The Womble has a Glorious Past

This past Saturday, I wanted to visit one of those early trails, the ones built for hiking where technical aspects were lying in wait for cyclists with the intestinal fortitude to take the challenge. I wanted to return to an old friend, The Womble. A 37-mile trail system that runs point to point from North Fork Lake to meeting up with the Ouachita National Recreation Trail just north of Lake Ouachita.

womble-trail-map

The Womble Trail was built long before the advent of modern mountain biking as a hiking trail by the Civilian Conservation Corps. As mountain biking showed up in the 1980’s, the Womble soon became a destination for those looking for a true wilderness experience. During this time and through the 1990’s, the trail continued as a destination experience for mountain bikers along with several horse and motorcycling trails in the Ouachita Mountains. When I started visiting the area, it was a fairly busy area although never crowded. The trail reached a level of notoriety that attracted riders from Texas, Louisiana and Oklahoma.

In 2005, The Womble was named as the first International Mountain Bicycling Association Epic Trail in Arkansas and its position as a tourism attraction was set. Over the years, I don’t believe I’ve ever been on the trail when I didn’t come across someone from Texas.

Near the trailhead.

Near the trailhead.

Our ride this weekend would be relatively easy. We made the drive from Benton, Arkansas to the Highway 298 trailhead near the trail’s midpoint in about an hour and a half even with a quick breakfast stop. The plan was to head west on the trail until we reached Gaston Mountain and then head back. As we dove into the woods the sounds of the highway quickly disappeared. The only sounds became those of heavy breathing and the occasional mechanized sounds of our bikes. The temperatures were cool, but the humidity was high.

Classic Mountain Biking

Finding the line on a climb out of a drainage.

Finding the line on a climb out of a drainage.

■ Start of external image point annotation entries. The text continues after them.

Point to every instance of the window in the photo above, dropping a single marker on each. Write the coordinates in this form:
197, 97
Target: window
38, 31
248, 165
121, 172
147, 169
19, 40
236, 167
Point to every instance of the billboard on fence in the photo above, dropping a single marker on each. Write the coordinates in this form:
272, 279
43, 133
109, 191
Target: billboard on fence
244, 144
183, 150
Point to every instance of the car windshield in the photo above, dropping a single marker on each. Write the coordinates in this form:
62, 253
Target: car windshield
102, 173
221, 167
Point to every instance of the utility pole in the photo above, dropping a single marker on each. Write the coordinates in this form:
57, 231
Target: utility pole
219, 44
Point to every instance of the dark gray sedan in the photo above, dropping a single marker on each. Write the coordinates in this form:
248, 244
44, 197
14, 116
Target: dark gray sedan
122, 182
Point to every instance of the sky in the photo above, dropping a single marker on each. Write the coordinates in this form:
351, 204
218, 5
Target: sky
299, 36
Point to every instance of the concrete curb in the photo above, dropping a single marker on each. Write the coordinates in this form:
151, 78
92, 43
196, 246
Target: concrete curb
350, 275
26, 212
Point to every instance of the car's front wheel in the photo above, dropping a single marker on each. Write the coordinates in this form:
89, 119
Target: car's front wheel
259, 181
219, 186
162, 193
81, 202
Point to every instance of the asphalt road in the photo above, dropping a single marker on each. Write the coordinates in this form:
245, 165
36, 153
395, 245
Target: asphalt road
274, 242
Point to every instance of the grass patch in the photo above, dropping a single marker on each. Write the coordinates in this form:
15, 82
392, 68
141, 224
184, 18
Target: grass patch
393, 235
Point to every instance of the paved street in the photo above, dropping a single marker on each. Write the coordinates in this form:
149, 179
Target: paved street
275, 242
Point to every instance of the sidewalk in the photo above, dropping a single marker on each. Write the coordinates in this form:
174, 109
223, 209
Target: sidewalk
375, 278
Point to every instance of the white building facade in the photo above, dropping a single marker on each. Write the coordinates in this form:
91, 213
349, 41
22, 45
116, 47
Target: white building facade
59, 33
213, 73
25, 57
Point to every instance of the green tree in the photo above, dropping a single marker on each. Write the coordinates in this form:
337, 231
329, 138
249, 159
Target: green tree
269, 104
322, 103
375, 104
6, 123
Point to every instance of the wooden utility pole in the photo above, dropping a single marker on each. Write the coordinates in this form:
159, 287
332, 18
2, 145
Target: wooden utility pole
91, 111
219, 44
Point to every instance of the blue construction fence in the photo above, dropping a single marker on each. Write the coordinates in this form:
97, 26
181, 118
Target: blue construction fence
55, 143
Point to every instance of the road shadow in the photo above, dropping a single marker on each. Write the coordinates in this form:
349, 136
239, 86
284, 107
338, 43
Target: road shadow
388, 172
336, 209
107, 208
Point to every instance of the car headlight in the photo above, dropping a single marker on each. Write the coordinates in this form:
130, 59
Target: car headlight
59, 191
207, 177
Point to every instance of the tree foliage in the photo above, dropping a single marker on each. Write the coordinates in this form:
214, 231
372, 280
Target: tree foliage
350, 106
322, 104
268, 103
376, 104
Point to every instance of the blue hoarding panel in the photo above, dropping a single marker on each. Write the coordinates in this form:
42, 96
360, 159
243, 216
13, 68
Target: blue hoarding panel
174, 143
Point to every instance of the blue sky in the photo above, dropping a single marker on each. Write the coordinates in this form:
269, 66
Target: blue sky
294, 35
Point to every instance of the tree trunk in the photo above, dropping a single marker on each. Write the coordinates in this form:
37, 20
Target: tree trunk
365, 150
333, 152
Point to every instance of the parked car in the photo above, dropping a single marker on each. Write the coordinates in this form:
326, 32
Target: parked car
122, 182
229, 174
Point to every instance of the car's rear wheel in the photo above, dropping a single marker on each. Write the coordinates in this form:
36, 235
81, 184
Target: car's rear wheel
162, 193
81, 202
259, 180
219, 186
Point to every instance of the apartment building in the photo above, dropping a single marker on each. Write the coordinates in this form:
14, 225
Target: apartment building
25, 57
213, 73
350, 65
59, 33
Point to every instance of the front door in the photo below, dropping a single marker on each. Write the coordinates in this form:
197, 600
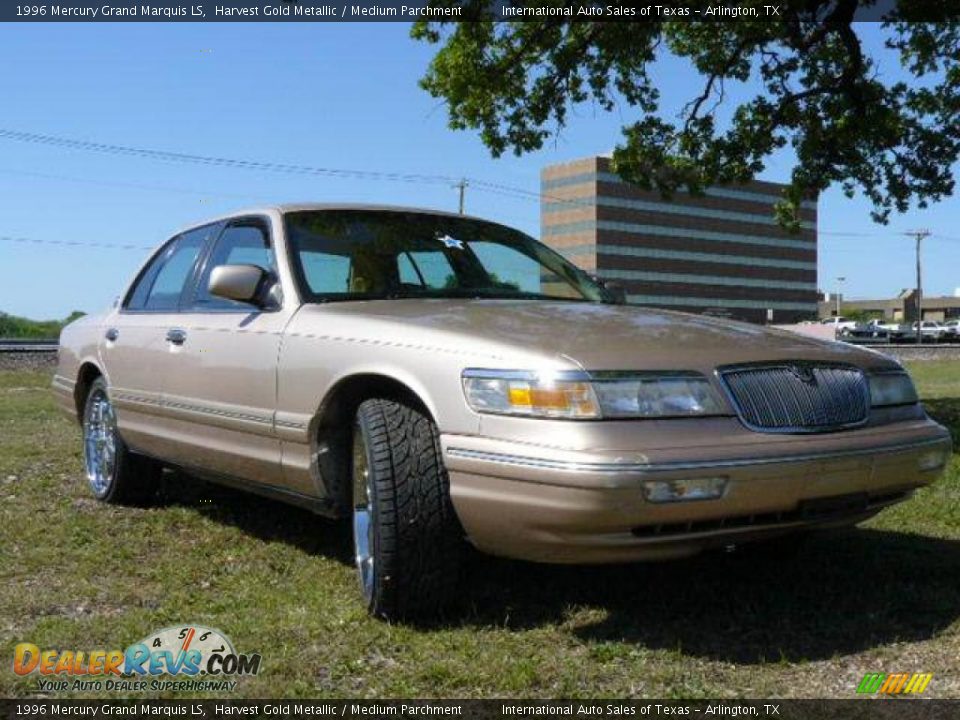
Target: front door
221, 395
134, 348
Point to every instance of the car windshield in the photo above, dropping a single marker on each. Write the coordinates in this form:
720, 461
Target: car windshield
377, 255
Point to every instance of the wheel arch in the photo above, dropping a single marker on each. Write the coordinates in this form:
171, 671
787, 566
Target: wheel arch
332, 426
86, 374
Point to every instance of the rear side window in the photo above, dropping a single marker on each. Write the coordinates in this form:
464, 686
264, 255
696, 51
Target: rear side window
161, 284
244, 243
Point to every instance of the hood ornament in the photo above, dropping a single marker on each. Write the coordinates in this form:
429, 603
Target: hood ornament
803, 373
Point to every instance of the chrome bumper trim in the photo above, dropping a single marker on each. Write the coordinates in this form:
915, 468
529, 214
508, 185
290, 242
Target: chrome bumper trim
617, 468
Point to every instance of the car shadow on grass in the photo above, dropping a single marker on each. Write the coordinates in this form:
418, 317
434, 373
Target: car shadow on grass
946, 411
805, 597
801, 598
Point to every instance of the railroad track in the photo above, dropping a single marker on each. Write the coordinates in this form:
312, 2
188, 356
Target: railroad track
31, 345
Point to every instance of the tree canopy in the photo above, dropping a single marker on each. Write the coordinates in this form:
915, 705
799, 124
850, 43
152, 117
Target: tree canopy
817, 89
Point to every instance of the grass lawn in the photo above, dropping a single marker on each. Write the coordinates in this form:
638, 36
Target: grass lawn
788, 619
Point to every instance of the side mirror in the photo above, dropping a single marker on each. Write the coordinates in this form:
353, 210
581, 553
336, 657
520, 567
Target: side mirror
243, 283
616, 293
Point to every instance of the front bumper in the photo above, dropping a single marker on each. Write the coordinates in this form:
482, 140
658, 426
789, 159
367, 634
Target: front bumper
546, 504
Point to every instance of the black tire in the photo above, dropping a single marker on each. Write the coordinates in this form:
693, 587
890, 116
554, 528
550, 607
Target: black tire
129, 479
413, 538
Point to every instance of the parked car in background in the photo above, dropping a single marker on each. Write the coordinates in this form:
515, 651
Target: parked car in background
840, 323
441, 379
930, 331
871, 332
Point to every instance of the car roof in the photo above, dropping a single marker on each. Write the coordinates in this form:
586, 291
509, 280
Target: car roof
284, 208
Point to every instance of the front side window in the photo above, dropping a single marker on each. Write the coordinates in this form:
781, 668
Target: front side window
374, 255
160, 286
242, 243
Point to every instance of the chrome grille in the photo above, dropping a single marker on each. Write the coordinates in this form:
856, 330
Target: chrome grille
798, 397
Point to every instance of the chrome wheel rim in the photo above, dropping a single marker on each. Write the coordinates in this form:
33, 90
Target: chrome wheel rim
362, 515
99, 442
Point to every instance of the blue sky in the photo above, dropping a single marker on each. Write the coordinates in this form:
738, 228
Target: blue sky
329, 95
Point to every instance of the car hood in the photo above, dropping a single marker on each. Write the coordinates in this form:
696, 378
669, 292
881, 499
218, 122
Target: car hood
593, 336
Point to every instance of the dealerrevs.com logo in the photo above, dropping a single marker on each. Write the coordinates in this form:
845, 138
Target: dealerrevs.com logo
198, 657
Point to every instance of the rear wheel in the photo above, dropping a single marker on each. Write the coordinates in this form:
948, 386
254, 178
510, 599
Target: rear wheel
115, 474
407, 539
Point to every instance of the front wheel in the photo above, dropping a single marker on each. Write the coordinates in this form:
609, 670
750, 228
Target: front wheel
115, 474
407, 539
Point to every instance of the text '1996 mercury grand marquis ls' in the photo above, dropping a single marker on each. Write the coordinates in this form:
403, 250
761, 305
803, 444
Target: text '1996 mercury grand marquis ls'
441, 378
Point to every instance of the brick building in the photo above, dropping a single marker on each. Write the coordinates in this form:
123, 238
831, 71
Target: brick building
721, 253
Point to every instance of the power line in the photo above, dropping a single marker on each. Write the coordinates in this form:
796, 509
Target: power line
117, 183
73, 243
132, 151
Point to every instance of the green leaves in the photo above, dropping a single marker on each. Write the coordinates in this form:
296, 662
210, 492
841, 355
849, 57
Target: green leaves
819, 93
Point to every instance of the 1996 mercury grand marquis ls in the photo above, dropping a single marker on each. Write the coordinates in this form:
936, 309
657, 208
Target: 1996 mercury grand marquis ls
441, 378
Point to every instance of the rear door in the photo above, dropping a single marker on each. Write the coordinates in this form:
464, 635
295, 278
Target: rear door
134, 348
222, 392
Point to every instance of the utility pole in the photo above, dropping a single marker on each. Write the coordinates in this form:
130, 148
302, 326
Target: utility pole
919, 235
462, 186
840, 281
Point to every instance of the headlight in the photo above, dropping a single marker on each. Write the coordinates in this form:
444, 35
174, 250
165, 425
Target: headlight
892, 388
581, 395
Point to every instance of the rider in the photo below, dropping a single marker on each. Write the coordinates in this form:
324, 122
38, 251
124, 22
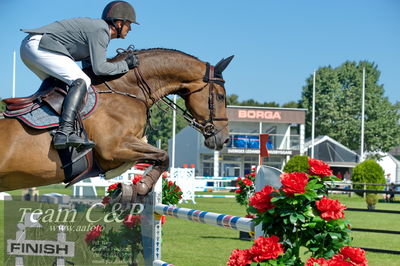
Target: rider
51, 51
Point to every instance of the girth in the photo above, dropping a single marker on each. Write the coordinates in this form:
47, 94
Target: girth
51, 91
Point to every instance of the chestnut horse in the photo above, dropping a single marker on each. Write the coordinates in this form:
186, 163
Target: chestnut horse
28, 159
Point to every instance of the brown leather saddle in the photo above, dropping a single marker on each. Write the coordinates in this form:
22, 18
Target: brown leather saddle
77, 165
52, 92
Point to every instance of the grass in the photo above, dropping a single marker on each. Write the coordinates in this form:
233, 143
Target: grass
187, 243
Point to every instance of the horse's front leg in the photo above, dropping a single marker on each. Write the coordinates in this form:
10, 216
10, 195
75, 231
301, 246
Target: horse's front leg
137, 151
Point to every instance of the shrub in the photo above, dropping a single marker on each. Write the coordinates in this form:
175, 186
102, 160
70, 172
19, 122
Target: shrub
298, 163
368, 172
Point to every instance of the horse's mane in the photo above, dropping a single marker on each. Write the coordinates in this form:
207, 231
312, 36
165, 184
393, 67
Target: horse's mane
121, 53
166, 49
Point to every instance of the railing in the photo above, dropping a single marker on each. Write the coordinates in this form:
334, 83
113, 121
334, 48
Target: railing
369, 230
252, 141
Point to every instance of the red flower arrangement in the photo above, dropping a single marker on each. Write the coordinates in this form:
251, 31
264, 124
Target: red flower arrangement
112, 187
355, 255
246, 188
264, 248
240, 257
94, 233
293, 183
262, 200
247, 181
171, 192
136, 179
302, 217
132, 220
318, 168
330, 209
347, 256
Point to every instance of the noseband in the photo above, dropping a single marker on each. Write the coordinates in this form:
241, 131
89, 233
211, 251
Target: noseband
207, 127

One of the great things about this trail is that it feels like a natural trail. This should be expected as it’s approximately 80 years old. It often feels like you’re riding an old game trail as it moves from the wet creek crossings up the narrow bench cuts to the ridge tops. Our ride in was mostly up as we climbed the tight switchbacks up Mauldin Mountain. The trail was in beautiful condition with little to no overgrowth. It didn’t look like it was being ridden quite as much as it has been in years past. Today the trail has to share the limelight of Ouachita mountain biking with such groomed trails as Iron Mountain and new IMBA Epic Trails like the Lake Ouachita Vista Trail. We didn’t see a soul on our ride out.

Some narrow bench cut trail.

Some narrow bench cut trail.

After a fun downhill section, we crossed Hee Gap Road and started up again toward Gaston Mountain. As we crested before the trail headed down to the next forest road we took a break and decided this would be a good spot to turn around and head back. The humidity was beginning to get to us and we were soaked from head to toe. The trail had eaten my saddle bag which was now stuffed into my hydration pack. I had crashed once when a low hanging branch reached out and grabbed my handlebars on a short descent directing me off the trail on the downhill side. I was lucky to slide it out instead of tumbling. The bike was fine, but I was ready to really enjoy the next part of the ride. It would be mostly downhill back to the truck where a cold beer was waiting.

Bruce coming down an old logging road.

Bruce coming down an old logging road.

We bombed the hills letting our momentum hold us tight on the narrow singletrack, taking the dry streambed drops with relative ease, sucking it up for the few uphill sections and stopping for the occasional photo. About a half mile from the parking lot we came across a family of four from Texas, go figure. They had been in the Hot Springs area on vacation and had taken advantage of the nearby Cedar Glades and Iron Mountain Trails and were now enjoying this Arkansas Classic.

Out of the woods.

Out of the woods.

We changed clothes and headed for Hot Springs to enjoy a post ride meal at McClard’s before heading home. The “Joe’s Tamale Spread” is the perfect way to refuel for more weekend fun.

So if you are new to the area, or just visiting, make sure to check out the Womble, the first of our 5 IMBA Epic Trails in the state and remember why it was we started riding bikes on trails in the first place.

Please excuse the quality of the photos, the camera had some severe fogging issues due to the high humidity.